I have got the 4th order coefficient of $\epsilon$ from the equation (9) from the paper. I got : $$\phi_4+ \ddot \phi_4+\omega_2 \ddot \phi_2 - \Delta \phi_2+g_2 \phi_2^2+2 \phi_1 \phi_3+ 3g_3 \phi_1^2\phi_2+g_4 \phi_1^4$$ Putting the values from equation (paper13), paper(14), paper (22) we get, $$\phi_4+ \ddot \phi_4+\omega_2 \left[-p_2 \cos\tau- q_2 \sin\tau- \frac{4g_2}{6} \right]- [\Delta p_2 \cos\tau + \Delta q_2 \sin\tau \frac{g_2}{3}(\cos2\tau-3)(p_1 \Delta p_1+(\nabla p_1)^2)] +g_2 \left[ p_2^2 \cos^2 \tau+ q_2^2 \sin^2 \tau+ \frac{g_2^2}{36} p_1^4 (\cos2\tau-3)^2+2p_2q_2 \sin\tau \cos\tau+ \frac{g_2p_1^2 q_2}{3}\sin\tau(\cos2\tau-3)+\frac{g_2 p_1^2 p_2}{3} \cos\tau (\cos2\tau-3)\right]+2\left[ p_1q_3 \sin\tau\cos\tau+p_1 p_3 \cos^2\tau+\frac{p_1^2}{3}\cos \tau\{\frac{1}{8}\left(\frac{4}{3}g_2^2- \lambda\right) p_1^2\cos3\tau +g_2[q_2 \sin2\tau+p_2(\cos2\tau-3)]\} \right]+3g_3 \left[p_1^2 p_2 \cos\tau \cos3\tau+ p_1^2q_2\sin\tau \cos^2\tau+ \frac{g_2}{6} p_1^4 \cos^2 \tau (\cos2\tau-3)\right]+g_4 p_1^4 \cos^4\tau$$
Now the writer of the paper wrote that equations (23) and (24) are the conditions for vanishing of the terms in $\sin\tau$ and $\cos\tau$. My problem is how they got equations (23) and (24)?

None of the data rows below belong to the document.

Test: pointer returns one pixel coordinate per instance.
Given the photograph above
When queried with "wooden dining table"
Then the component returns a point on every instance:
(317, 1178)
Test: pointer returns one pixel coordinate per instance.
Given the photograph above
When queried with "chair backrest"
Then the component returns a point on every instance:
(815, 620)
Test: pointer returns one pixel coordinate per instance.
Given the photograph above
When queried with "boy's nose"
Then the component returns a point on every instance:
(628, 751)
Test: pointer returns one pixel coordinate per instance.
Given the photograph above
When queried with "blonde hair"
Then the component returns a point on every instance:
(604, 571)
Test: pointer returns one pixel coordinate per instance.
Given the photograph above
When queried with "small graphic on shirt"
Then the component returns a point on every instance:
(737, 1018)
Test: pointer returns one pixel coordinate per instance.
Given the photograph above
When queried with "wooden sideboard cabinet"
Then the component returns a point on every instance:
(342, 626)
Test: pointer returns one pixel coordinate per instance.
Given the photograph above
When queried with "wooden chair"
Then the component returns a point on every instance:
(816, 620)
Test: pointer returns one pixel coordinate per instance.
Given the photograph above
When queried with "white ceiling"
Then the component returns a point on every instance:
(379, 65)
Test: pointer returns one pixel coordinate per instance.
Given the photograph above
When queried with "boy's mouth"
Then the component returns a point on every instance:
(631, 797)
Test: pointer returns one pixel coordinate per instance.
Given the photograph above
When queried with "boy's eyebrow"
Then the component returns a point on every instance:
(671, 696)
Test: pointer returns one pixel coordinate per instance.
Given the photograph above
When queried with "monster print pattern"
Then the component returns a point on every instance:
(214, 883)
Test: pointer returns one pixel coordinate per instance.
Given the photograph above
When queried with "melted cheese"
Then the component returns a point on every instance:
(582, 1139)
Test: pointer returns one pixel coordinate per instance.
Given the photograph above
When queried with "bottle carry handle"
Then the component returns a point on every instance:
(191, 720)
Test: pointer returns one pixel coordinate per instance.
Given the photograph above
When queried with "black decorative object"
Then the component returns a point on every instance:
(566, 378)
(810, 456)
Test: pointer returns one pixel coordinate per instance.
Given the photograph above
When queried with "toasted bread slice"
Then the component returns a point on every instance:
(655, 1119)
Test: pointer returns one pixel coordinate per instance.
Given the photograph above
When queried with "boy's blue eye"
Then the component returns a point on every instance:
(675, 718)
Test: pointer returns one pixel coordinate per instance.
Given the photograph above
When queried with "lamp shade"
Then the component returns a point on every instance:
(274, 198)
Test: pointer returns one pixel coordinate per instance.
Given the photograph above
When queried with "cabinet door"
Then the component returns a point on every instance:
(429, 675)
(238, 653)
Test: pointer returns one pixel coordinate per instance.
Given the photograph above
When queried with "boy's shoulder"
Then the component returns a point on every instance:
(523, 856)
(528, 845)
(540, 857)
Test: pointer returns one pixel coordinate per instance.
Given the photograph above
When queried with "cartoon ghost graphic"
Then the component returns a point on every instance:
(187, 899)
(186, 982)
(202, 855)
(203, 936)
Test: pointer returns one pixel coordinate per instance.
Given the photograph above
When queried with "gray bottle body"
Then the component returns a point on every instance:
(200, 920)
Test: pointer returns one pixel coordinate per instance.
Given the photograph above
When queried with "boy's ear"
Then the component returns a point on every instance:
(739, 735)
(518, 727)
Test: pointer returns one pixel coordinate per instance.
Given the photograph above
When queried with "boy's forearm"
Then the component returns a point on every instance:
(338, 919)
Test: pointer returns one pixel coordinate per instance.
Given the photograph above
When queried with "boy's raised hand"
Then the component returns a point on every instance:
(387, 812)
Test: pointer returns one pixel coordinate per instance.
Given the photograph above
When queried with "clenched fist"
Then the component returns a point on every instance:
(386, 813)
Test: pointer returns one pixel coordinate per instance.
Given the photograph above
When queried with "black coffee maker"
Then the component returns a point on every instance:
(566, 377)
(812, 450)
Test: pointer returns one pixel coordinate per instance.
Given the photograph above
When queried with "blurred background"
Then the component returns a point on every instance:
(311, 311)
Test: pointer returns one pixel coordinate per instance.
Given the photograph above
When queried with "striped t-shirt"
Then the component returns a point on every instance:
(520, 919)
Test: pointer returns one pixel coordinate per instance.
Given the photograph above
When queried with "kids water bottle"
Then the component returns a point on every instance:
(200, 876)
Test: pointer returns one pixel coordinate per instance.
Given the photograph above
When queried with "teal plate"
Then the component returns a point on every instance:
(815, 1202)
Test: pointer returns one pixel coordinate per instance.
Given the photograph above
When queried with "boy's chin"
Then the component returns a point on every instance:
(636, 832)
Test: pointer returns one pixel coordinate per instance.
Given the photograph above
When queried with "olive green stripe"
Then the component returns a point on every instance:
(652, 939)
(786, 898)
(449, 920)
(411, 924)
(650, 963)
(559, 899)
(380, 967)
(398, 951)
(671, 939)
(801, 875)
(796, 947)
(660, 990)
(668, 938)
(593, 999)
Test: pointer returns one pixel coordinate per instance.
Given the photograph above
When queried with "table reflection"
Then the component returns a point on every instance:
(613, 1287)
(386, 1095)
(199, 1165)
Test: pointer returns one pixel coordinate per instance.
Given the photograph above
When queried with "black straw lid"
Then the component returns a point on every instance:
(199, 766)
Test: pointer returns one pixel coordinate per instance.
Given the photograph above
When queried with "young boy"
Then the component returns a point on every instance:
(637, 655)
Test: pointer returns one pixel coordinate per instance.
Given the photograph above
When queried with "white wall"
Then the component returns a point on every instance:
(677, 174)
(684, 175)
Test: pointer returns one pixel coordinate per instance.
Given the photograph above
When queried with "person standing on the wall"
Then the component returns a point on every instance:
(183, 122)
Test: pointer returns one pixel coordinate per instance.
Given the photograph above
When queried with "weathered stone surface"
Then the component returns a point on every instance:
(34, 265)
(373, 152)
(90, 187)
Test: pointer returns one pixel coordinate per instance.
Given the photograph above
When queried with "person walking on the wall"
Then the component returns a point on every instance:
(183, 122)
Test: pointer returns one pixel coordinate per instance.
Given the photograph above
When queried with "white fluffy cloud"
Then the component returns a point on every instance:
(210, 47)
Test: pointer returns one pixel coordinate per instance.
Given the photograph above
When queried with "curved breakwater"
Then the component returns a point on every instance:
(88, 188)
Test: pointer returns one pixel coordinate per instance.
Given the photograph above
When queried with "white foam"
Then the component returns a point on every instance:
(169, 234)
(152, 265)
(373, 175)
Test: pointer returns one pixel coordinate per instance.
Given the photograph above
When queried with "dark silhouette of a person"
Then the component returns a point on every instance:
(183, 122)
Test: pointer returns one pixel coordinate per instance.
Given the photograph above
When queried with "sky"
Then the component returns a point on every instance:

What the writer is implying is that the left-hand-side of equation (23) is the coefficient of $\sin\tau$ in equation (22). Similarly, the left-hand-side of equation (24) is the coefficient of $\cos\tau$ in equation (22).
To check this, you need to write equation (22) entirely in terms of $\sin\tau$ and $\cos\tau$. In other words, you need to get rid of things like $\cos 3\tau$ and $\sin 2\tau$. Conceptually, this not difficult to do -- for example, $\sin 2\tau = 2\sin\tau\cos\tau$, and $\cos 3\tau = \cos^3\tau - 3\cos\tau\sin^2\tau$, and so on.
But, the work is tedious and error-prone, so better to do it with help from a symbolic math program like Maple or Mathematica.
I haven't checked the derivation myself. I'm just making a guess about what the author means.